The Holding Company and the Owner-Manager

By: Wesley Brown

Should I have a holding company? 

I am frequently asked this question.  And my answer changes from client to client. Holding companies are like shirts – while one size fits many, it is not right for most.  Sometimes, holding companies are a waste of money that also obfuscate, create confusion and take-up time with accountants, tax auditors and lawyers.  In other circumstances, holding companies may serve to save taxes, protect accumulating profits and enable tax efficient allocation of financial resources between different operating companies according to their needs.

Many of the supposed benefits of holding companies can be obtained in other ways that are either simpler or more effective. For example, it is often said that holding companies enable the shares to be issued to spouses and adult children, with several benefits, including: (a) corporate income may then be “split” with lower income family members by paying dividends; and (b) the one-time lifetime capital gains exemption can be multiplied with a spouse and adult children.  The owner-manager can achieve the same result with some thoughtful planning when first setting up. Alternatively, a subsequent re-organization could create a discretionary family trust to own the shares for the family to provide these tax opportunities (along with other family and non-tax business objectives).

Whether a holding company is likely to be a material advantage, or any benefit at all, often depends on the source of income that the holding company is likely to earn. If it will earn passive income (such as interest and dividends from a portfolio of financial investments in stocks and bonds), the holding company does not have a significant advantage because it is required to pay refundable “Part IV tax” on such income.  This Part IV tax, refunded to the company when it pays dividends at the rate of $1 for every $3 of dividends, eliminates the deferral of tax which would otherwise be available to the holding company for passive income.

The Part IV tax does not apply to dividends received from “connected” corporations.  An operating company with active business profits that is controlled by the holding company will be “connected” with the holding company.  Dividends of the operating company’s profits to the holding company that controls it are tax-free to the holding company.   This creates one of the most significant benefits of a holding company for most owner-managers, because having received the profits from the holding company free of tax, the holding company will have more capital on an after-tax basis for investment.

Even if the holding company does nothing more than invest in a portfolio of stocks and bonds, the tax deferral on the receipt of active business profits are significant and worth while, especially with the benefits of compounding over time.
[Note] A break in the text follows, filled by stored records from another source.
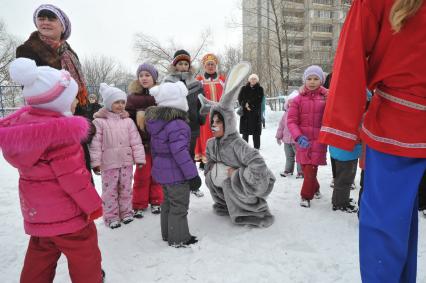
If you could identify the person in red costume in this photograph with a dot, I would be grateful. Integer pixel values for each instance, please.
(382, 48)
(58, 200)
(213, 88)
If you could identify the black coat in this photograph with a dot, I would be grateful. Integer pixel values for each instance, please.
(251, 121)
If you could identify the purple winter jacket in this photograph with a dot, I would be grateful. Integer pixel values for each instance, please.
(170, 138)
(305, 118)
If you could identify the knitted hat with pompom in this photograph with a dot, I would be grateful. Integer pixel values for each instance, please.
(44, 87)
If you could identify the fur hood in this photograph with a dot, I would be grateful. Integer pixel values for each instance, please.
(165, 114)
(136, 88)
(31, 129)
(42, 53)
(187, 77)
(105, 113)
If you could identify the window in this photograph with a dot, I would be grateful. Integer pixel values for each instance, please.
(323, 2)
(297, 1)
(321, 43)
(297, 56)
(322, 28)
(293, 14)
(323, 14)
(293, 27)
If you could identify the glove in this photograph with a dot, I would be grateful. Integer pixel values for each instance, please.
(195, 183)
(194, 87)
(303, 142)
(97, 170)
(95, 214)
(140, 120)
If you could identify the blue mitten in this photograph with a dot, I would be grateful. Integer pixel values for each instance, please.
(303, 142)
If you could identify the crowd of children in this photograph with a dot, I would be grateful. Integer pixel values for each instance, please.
(155, 128)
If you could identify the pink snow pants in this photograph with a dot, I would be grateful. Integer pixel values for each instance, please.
(117, 193)
(80, 248)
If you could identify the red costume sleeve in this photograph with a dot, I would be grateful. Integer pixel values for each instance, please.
(346, 99)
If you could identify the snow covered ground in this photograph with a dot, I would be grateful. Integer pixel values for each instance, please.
(303, 245)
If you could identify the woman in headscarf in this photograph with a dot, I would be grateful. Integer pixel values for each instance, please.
(47, 46)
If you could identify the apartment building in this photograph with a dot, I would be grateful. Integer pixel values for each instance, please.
(306, 32)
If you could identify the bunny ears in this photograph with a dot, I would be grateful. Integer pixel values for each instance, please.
(235, 77)
(171, 95)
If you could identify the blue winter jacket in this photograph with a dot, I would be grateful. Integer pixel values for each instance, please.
(343, 155)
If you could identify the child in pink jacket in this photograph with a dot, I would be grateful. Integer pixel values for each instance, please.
(115, 147)
(58, 200)
(304, 122)
(283, 136)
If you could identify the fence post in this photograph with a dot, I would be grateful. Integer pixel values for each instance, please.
(1, 102)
Often, the owner-manager will have other uses for tax-free dividends from an operating company.  If profits need to be retained in the business to finance its growth or reduce reliance on bank debt, it is a simple matter to distribute the profits out of the operating company to the holding company on a tax-free basis, and then have the holding company lend them back to the operating company as a secured loan.  In effect, the profits retained in the business become secured against the claims of general creditors should the operating business become unsuccessful or suffer a large catastrophic loss.

Finally, she can use the holding company to invest by secured or unsecured loan or equity capital in a different business.  In effect, the holding company does not pay tax on dividends out of active business profits, she can tax effectively use the holding company to invest profits of one operating company to fund the operations of her other operations, with some added creditor protection.